Researchers at the U.K.’s University of Southampton are doing a lot more than just imagining such a scenario. In a new piece of research, they have engineered cells with a so-called “built-in genetic circuit” capable of producing a molecule for inhibiting the ability of tumors to grow and survive in the body.

“There are various defense mechanisms built into human cells, such as proteins that spot DNA damage, but there are also gaps in this defense system that are exploited by disease,” Professor Ali Tavassoli, one of the lead authors of the paper, told Digital Trends. “We were wondering if it is possible to equip human cells with the ability to sense and respond to a disease marker, specifically by encoding the conditional production of a molecule that fights back when the start of a disease is sensed by the circuit we introduce.”
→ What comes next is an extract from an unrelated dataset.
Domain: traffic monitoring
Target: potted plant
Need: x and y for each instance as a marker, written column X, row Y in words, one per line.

In particular, they were interested in a protein called hypoxia-inducible factor 1 (HIF-1), which helps tumors keep growing in low-oxygen environments. HIF-1 becomes activated when cellular oxygen levels drop and send signals for new blood vessels.

However, this protein is hijacked by virtually all cancers, which need to be able to survive in low-oxygen environments, since they grow so quickly that they outstrip the supply of oxygen from the existing blood vessels around them. “This link is well established and there is solid and validated correlation between HIF and cancer,” Tavassoli said.

The genetic circuit technology that Tavassoli and his fellow researchers have developed counters HIF-1 in low-oxygen environments.

“We designed the circuit as a plasmid (read: a small, circular, double-stranded DNA molecule that is distinct from a cell’s chromosomal DNA) and then used an enzyme to incorporate it into a specific location on the chromosome of a human cell line,” he explained. “The circuit is designed so that the production of our HIF inhibitor is switched on only when cells are in hypoxia and when we have added a compound called doxycycline to them, giving us full control over it.”

At present, the research is still in the early stages, and nowhere close to ready for human testing. However, it still represents an exciting development which in time could allow scientists to study the effect of inhibiting HIF-1 at key stages of tumor development. It could also inform more conventional drug development by revealing the role HIF-1 inhibitors might play in cancer therapy and the optimal stage to give such drugs to patients.

Long term, it may prove even more exciting. “It would be very cool if someone built a model organism that contained this circuit in every cell to test the hypothesis that inhibition of HIF stops tumors from developing,” Tavassoli said.

Were such a concept carried over into mouse trials, he said, “in theory that mouse should never get cancer.”